At the site of the blast, television images showed wrecked walls and heavy machinery that was hurled through windows. Local residents said they heard the explosion from 2 kilometers away.

"We heard a really loud blast about 7 am this morning so we rushed out of our dormitories," said Zhou Xu, a 26-year-old who works at a nearby factory.

"First the ambulances came, then as the news surfaced in the media, many families — mostly wives — rushed to the site to see if their husbands were OK."

Media reports claimed the majority of the victims in the blast were men in their 20s and 30s.

A security guard from a nearby plant, who declined to be named, said the impact from the blast was so great it shattered the windows of his guardhouse, about 500 meters away site.

Images online and on state television showed large plumes of black smoke billowing from a white low-rise building.
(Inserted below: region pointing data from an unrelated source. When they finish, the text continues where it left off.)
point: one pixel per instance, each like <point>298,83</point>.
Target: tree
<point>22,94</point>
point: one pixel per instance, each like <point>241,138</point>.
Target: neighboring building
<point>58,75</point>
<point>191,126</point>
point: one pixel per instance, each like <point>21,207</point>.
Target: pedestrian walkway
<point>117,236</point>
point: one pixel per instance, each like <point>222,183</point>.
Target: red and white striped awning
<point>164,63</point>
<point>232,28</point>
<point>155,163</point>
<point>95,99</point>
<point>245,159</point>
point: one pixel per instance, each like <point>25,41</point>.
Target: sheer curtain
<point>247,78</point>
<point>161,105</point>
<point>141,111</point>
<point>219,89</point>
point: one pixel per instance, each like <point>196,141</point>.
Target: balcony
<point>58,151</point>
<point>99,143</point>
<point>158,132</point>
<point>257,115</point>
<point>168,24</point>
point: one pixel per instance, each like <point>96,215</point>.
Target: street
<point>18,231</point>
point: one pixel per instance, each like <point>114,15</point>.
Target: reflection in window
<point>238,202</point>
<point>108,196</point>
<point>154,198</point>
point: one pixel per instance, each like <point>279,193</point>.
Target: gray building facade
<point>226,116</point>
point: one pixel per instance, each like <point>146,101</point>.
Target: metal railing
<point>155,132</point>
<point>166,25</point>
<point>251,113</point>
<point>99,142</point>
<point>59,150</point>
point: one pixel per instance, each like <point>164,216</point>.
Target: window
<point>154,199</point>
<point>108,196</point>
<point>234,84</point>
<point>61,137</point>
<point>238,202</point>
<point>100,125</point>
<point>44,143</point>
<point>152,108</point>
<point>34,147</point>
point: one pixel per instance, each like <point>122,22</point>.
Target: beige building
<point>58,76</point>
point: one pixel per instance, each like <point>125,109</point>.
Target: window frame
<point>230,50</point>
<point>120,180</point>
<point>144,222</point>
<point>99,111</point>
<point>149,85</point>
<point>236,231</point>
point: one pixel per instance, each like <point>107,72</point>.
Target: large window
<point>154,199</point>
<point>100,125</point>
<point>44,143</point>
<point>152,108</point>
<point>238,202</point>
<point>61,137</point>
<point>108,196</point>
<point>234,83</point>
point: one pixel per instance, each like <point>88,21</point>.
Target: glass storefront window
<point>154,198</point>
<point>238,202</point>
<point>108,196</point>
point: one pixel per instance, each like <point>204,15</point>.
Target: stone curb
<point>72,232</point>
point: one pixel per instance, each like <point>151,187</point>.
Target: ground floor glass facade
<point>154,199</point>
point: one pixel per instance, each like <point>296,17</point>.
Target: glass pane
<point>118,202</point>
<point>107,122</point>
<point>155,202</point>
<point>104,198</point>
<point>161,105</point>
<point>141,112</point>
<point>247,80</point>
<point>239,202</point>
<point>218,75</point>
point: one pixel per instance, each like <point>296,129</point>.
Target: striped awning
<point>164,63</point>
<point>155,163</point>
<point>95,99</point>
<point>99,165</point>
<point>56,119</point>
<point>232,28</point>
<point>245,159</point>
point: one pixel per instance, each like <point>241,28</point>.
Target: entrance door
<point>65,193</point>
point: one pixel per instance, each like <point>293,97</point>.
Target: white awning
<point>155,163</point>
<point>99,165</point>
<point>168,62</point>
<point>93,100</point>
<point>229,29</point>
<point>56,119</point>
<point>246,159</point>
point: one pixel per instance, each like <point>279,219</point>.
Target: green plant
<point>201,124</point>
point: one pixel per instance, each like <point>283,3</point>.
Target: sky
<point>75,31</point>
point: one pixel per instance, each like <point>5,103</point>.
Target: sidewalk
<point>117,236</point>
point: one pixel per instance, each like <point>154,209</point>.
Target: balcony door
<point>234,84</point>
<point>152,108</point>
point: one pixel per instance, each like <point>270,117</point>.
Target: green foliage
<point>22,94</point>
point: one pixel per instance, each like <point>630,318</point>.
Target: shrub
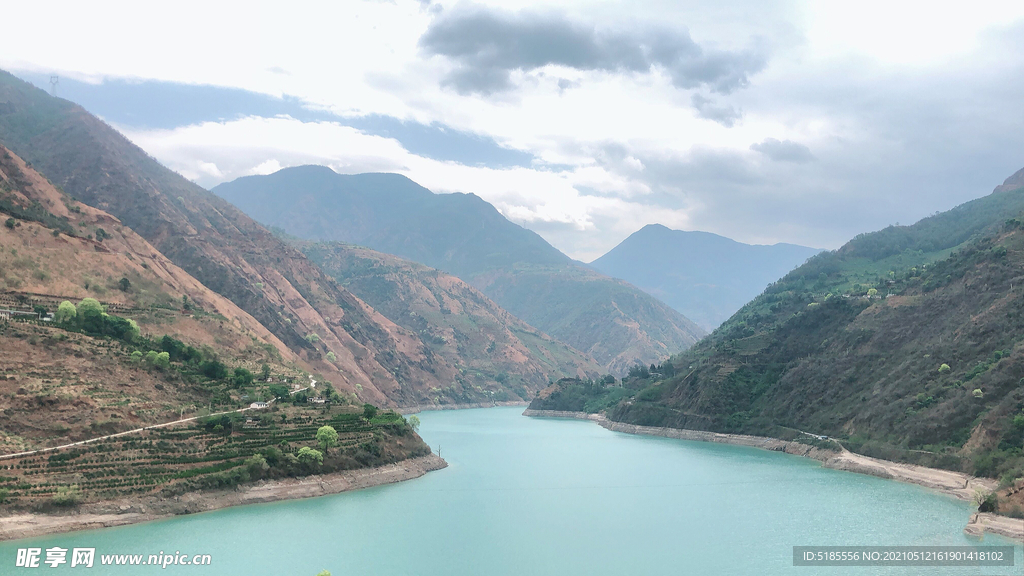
<point>989,503</point>
<point>214,370</point>
<point>68,496</point>
<point>308,455</point>
<point>243,377</point>
<point>67,313</point>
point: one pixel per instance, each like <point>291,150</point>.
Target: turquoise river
<point>535,496</point>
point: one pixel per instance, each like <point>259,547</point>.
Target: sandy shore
<point>427,407</point>
<point>953,484</point>
<point>146,508</point>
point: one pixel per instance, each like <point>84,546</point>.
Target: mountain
<point>462,235</point>
<point>60,384</point>
<point>457,321</point>
<point>706,277</point>
<point>348,342</point>
<point>904,343</point>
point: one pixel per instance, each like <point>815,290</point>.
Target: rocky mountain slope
<point>222,248</point>
<point>58,384</point>
<point>457,321</point>
<point>705,277</point>
<point>608,319</point>
<point>904,343</point>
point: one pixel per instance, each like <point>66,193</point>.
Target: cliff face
<point>610,320</point>
<point>494,350</point>
<point>222,248</point>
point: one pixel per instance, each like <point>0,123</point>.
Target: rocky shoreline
<point>407,410</point>
<point>145,508</point>
<point>953,484</point>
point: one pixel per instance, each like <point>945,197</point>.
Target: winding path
<point>312,384</point>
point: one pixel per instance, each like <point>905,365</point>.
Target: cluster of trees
<point>90,318</point>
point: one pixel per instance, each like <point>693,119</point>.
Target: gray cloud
<point>487,45</point>
<point>724,115</point>
<point>783,151</point>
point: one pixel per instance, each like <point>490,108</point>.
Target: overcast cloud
<point>793,122</point>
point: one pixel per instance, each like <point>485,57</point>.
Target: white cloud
<point>900,109</point>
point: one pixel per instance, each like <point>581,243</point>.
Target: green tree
<point>327,438</point>
<point>67,313</point>
<point>90,316</point>
<point>369,411</point>
<point>308,455</point>
<point>243,377</point>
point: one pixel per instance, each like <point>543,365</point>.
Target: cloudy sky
<point>766,122</point>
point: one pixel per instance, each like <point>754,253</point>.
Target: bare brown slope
<point>57,385</point>
<point>493,350</point>
<point>79,266</point>
<point>221,247</point>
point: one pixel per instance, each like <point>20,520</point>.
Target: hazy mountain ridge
<point>705,277</point>
<point>221,247</point>
<point>484,341</point>
<point>613,322</point>
<point>60,384</point>
<point>903,343</point>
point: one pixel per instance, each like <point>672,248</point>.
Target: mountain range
<point>705,277</point>
<point>307,313</point>
<point>460,234</point>
<point>904,343</point>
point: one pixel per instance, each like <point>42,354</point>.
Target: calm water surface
<point>526,496</point>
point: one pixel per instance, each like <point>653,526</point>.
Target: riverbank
<point>952,484</point>
<point>426,407</point>
<point>146,508</point>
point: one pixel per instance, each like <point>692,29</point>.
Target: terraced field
<point>212,453</point>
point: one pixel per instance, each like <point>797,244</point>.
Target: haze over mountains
<point>327,327</point>
<point>706,277</point>
<point>615,323</point>
<point>904,343</point>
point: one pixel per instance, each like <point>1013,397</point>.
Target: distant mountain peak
<point>704,276</point>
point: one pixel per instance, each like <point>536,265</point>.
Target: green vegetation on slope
<point>904,344</point>
<point>499,356</point>
<point>610,320</point>
<point>219,246</point>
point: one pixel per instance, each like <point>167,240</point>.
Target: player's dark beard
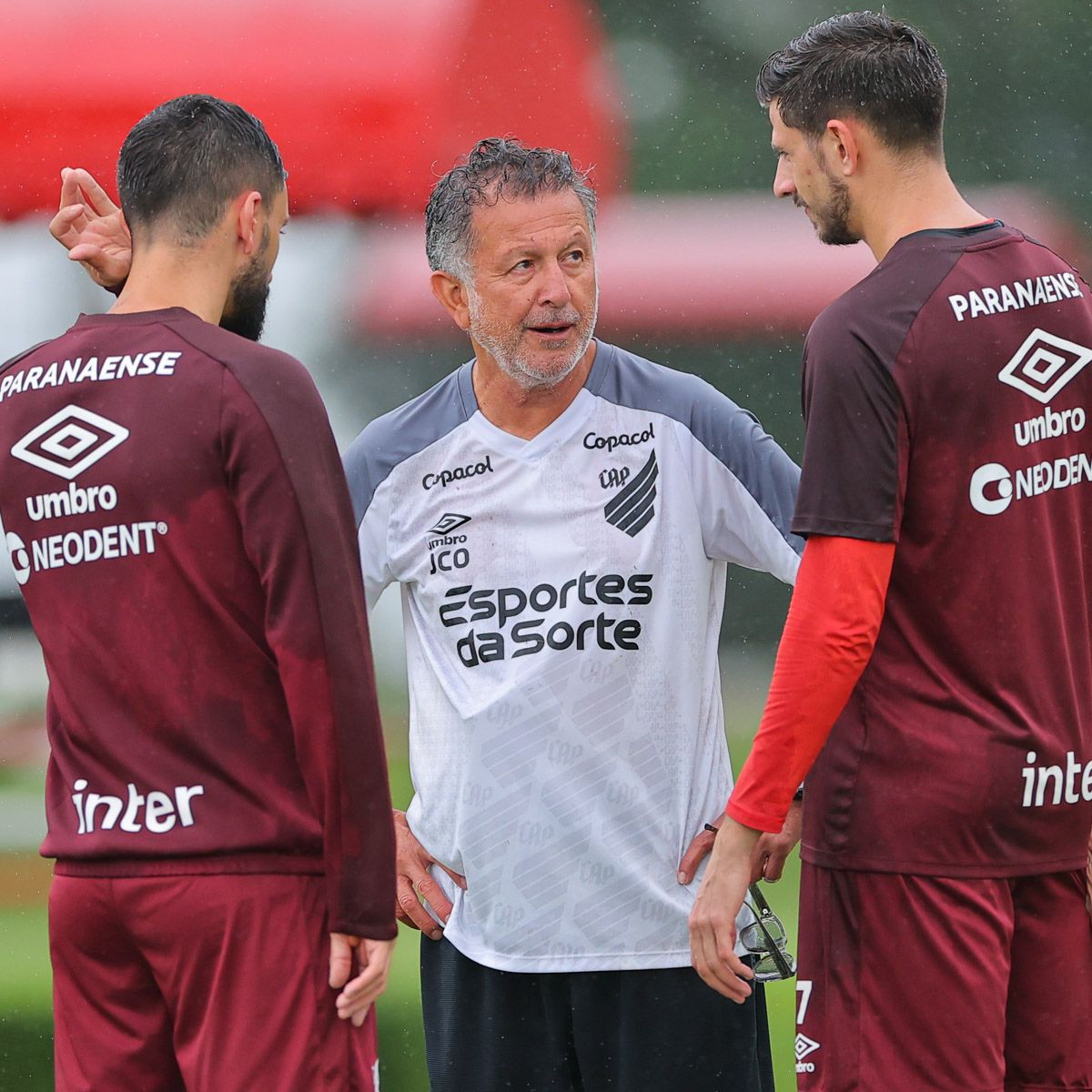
<point>833,223</point>
<point>245,310</point>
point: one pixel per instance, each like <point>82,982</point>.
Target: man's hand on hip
<point>415,880</point>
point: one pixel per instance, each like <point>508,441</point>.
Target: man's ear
<point>842,147</point>
<point>248,222</point>
<point>452,295</point>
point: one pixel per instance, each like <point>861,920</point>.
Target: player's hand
<point>414,880</point>
<point>92,228</point>
<point>697,851</point>
<point>713,916</point>
<point>773,851</point>
<point>374,964</point>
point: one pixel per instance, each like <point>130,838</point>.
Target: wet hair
<point>188,158</point>
<point>497,168</point>
<point>865,66</point>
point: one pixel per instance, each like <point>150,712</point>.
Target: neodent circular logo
<point>20,560</point>
<point>991,490</point>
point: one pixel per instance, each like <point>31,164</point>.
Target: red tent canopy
<point>369,99</point>
<point>688,267</point>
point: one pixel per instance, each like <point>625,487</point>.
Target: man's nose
<point>552,287</point>
<point>784,185</point>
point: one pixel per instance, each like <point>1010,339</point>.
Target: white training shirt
<point>562,600</point>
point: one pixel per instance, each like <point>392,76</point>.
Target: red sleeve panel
<point>834,621</point>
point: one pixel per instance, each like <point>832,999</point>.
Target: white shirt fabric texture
<point>562,601</point>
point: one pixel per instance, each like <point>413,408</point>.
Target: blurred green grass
<point>25,1024</point>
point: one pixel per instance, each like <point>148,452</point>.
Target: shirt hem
<point>241,863</point>
<point>805,525</point>
<point>534,965</point>
<point>943,868</point>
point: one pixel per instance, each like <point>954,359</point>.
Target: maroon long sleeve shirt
<point>177,516</point>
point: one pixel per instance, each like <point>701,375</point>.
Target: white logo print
<point>20,558</point>
<point>70,441</point>
<point>1043,365</point>
<point>804,1046</point>
<point>991,490</point>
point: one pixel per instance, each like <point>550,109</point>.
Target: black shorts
<point>590,1031</point>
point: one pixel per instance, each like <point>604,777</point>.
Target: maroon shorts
<point>924,984</point>
<point>199,984</point>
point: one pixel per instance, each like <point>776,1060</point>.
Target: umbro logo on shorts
<point>632,508</point>
<point>804,1046</point>
<point>70,441</point>
<point>1044,364</point>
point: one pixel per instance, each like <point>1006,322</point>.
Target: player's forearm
<point>834,622</point>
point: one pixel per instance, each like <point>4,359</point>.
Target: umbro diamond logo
<point>804,1046</point>
<point>1044,364</point>
<point>70,441</point>
<point>631,509</point>
<point>449,522</point>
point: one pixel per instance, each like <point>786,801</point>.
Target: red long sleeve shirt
<point>177,516</point>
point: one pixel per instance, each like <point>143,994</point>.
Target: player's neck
<point>909,202</point>
<point>525,412</point>
<point>167,277</point>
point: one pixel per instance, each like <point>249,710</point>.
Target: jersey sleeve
<point>834,621</point>
<point>287,480</point>
<point>851,483</point>
<point>745,487</point>
<point>369,489</point>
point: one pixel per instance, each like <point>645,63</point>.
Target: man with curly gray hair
<point>560,514</point>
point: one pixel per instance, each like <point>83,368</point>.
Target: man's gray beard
<point>506,352</point>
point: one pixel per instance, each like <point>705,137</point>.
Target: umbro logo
<point>1044,364</point>
<point>632,508</point>
<point>804,1046</point>
<point>448,522</point>
<point>70,441</point>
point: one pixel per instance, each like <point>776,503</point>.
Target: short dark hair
<point>497,168</point>
<point>865,66</point>
<point>189,157</point>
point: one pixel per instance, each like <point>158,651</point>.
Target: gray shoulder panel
<point>399,435</point>
<point>726,430</point>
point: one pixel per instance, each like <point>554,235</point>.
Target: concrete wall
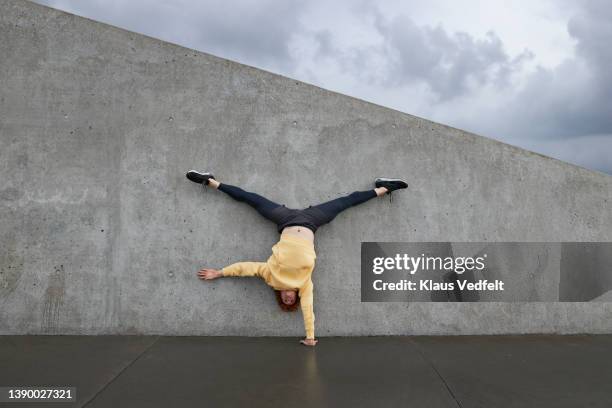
<point>101,232</point>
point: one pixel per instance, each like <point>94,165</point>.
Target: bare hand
<point>309,342</point>
<point>208,274</point>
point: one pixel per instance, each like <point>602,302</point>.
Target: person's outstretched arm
<point>306,302</point>
<point>259,269</point>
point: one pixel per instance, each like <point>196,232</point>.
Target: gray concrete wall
<point>101,232</point>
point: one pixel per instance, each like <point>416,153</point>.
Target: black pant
<point>312,217</point>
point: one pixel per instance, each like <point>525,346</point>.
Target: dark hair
<point>287,308</point>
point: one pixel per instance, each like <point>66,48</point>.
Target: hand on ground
<point>208,274</point>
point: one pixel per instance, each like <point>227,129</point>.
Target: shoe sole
<point>199,174</point>
<point>390,180</point>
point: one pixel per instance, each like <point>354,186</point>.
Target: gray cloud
<point>471,82</point>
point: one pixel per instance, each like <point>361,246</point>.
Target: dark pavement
<point>455,371</point>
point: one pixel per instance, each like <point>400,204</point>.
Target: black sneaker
<point>390,184</point>
<point>201,178</point>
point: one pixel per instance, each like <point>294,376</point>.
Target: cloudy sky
<point>536,74</point>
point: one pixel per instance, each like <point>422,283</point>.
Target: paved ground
<point>466,371</point>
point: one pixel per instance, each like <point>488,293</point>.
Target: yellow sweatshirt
<point>289,268</point>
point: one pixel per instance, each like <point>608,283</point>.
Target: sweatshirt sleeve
<point>258,269</point>
<point>306,302</point>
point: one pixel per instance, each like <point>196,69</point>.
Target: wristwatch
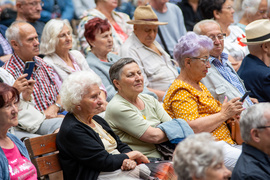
<point>59,106</point>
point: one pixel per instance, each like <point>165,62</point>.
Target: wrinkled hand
<point>254,100</point>
<point>26,93</point>
<point>138,157</point>
<point>21,83</point>
<point>51,112</point>
<point>128,164</point>
<point>231,108</point>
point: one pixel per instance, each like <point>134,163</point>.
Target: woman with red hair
<point>98,34</point>
<point>117,21</point>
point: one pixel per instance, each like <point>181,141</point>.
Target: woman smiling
<point>189,99</point>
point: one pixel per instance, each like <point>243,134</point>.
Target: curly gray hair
<point>195,154</point>
<point>252,118</point>
<point>75,86</point>
<point>49,39</point>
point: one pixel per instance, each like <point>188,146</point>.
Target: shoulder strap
<point>163,42</point>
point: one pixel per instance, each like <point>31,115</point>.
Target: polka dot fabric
<point>184,101</point>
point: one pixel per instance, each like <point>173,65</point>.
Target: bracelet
<point>59,106</point>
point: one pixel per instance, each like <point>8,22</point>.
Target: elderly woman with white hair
<point>56,42</point>
<point>88,147</point>
<point>199,157</point>
<point>253,10</point>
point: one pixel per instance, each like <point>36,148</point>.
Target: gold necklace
<point>111,139</point>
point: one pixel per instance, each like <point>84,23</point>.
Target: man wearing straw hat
<point>254,69</point>
<point>158,69</point>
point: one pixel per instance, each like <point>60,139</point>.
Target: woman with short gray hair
<point>200,157</point>
<point>134,116</point>
<point>253,10</point>
<point>247,119</point>
<point>56,42</point>
<point>88,148</point>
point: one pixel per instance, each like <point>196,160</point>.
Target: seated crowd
<point>140,98</point>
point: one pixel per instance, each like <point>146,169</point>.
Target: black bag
<point>8,13</point>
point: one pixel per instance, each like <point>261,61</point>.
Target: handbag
<point>234,127</point>
<point>29,118</point>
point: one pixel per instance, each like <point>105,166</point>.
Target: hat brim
<point>146,22</point>
<point>244,40</point>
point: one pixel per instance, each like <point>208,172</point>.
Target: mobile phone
<point>244,97</point>
<point>29,67</point>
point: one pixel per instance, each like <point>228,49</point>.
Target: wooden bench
<point>44,154</point>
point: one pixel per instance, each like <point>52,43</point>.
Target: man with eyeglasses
<point>221,80</point>
<point>254,161</point>
<point>29,11</point>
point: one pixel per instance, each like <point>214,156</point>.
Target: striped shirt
<point>5,45</point>
<point>228,73</point>
<point>45,90</point>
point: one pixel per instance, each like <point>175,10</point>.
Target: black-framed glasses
<point>220,37</point>
<point>35,3</point>
<point>263,127</point>
<point>230,8</point>
<point>204,59</point>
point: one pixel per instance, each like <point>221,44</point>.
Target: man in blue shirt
<point>221,79</point>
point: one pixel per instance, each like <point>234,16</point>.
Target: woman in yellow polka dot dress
<point>189,99</point>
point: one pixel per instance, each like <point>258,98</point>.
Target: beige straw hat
<point>257,32</point>
<point>145,15</point>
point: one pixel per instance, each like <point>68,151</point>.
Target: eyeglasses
<point>35,3</point>
<point>262,12</point>
<point>9,106</point>
<point>220,37</point>
<point>205,60</point>
<point>263,127</point>
<point>228,8</point>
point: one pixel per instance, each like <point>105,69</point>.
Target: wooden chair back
<point>44,154</point>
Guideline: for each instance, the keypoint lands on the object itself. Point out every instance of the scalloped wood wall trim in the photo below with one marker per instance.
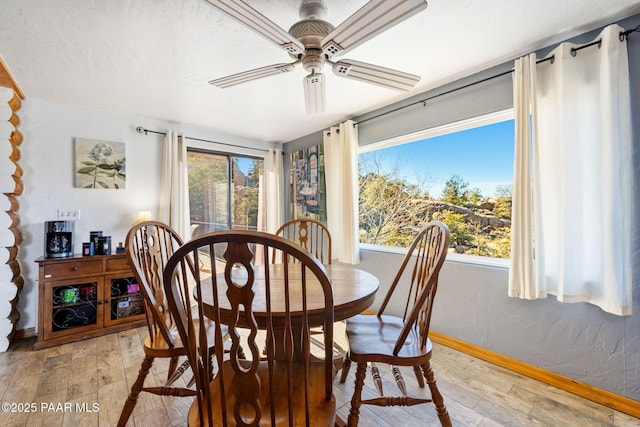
(11, 279)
Many of the injured, who appeared badly burnt in scorched clothing, were shown lying on wooden pallets, waiting to be stretchered onto trucks, public buses and ambulances.

Four emergency blood-donation centers were set up in the city to assist casualties, some of whom were taken to Shanghai and other nearby cities for treatment later yesterday, China Central Television said.

Burn experts from a Shanghai hospital also arrived in Kunshan to help.

"In my 20 years of work, I've never seen so many patients with burns on over 80 percent of their bodies," a senior unnamed doctor was quoted as saying on CCTV's Weibo account.

He warned that the eventual death toll could be "very high."

By early afternoon in Kunshan, police had cordoned off the factory and blocked media access to a local hospital.

Authorities had also cleaned up the factory's exterior, and a crowd of bystanders and row of fire-trucks parked in the compound were the only outward signs of the calamity that had occurred hours earlier.

Kunshan Zhongrong, a Taiwan-funded company, employs 450 workers. It's core business is electroplating aluminum alloy wheel hubs, according to its website.

General Motors said in a statement: "We can confirm Zhongrong is a supplier to GM's global supplier Dicastal."

Kunshan is a center for Taiwan-funded businesses, with factories supplying vast automotive manufacturing industry.

Saturday's industrial tragedy is the worst in the country since a fire at a poultry slaughterhouse in northeast China's Jilin Province in June 2013, in which 120 people lost their lives.